Critique des "Piqures" pour Libé

Posted by chris | Posted in , | Posted on vendredi, septembre 22, 2006

On a tant reproché à Vincent Delerm son côté Ikea que c'est presque une provocation d'avoir enregistré son nouvel album en Suède. Ce qu'il a fait là-bas devrait pourtant calmer les gorges chaudes. Sous l'oeil de son producteur, le chanteur et guitariste Peter von Poehl, par ailleurs auteur du bel album Going to Where The Tea-Trees Are, il a déjoué un système lui assurant depuis cinq ans un succès tranquille. A 30 ans, un peu jeune pour compter ses points retraite, Vincent Delerm a en partie renoncé à toute sa base de noms propres référents qui était le matériau de ses deux premiers albums studio, de son DVD live au Bataclan et de sa pièce au théâtre du Rond-Point des Champs-Elysées : soit une extrapolation du Je me souviens de Perec, de la chanson de Souchon, de la «petite musique» de Modiano ou, plus près, de la Première Gorgée de bière de son écrivain de père Philippe Delerm.

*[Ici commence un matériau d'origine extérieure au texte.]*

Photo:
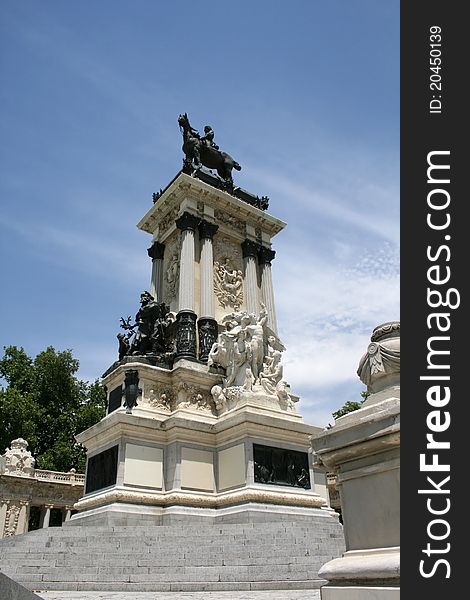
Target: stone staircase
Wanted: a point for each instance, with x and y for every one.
(178, 557)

Ecran de protection. Un jour, dans un train, le fils est tombé sur un article le concernant. Cela s'intitulait la Première Gorgée de soupe. Facile, ça fait mal sur le moment, mais Vincent Delerm jure que ce genre de bon mot vous donne des ailes pour vous surpasser. «Avec mon premier disque, j'ai été ce truc de la nouveauté sur lequel les médias se fixent pendant un an. Les gens ont envie de voir le corps qui est lié à ça. Puis, certains se sont demandé : pourquoi lui, avec cette voix, ce piano et cette vie si peu dingue dans les chansons ? En rencontrant ces journalistes, je me suis surpris à voir des types qui portaient la même veste que moi.» Chant et jeu de piano tout aussi limités : on peut reprocher beaucoup de choses à Vincent Delerm, mais pas d'avoir créé une rupture avec une chanson qui confond trop souvent la musique avec une compétition sportive. On a pu par exemple regretter qu'il se retranche derrière une habilité au style. Cette façon de jeter un sourire toutes les deux phrases pour désamorcer une émotion, que Vincent Delerm souhaite désormais aborder au premier degré. «Ces détails triviaux ou dérisoires, c'était comme anticiper les blagues qu'on aurait pu faire sur moi», dit-il, même barbe de trois jours et même coiffure désordonnée.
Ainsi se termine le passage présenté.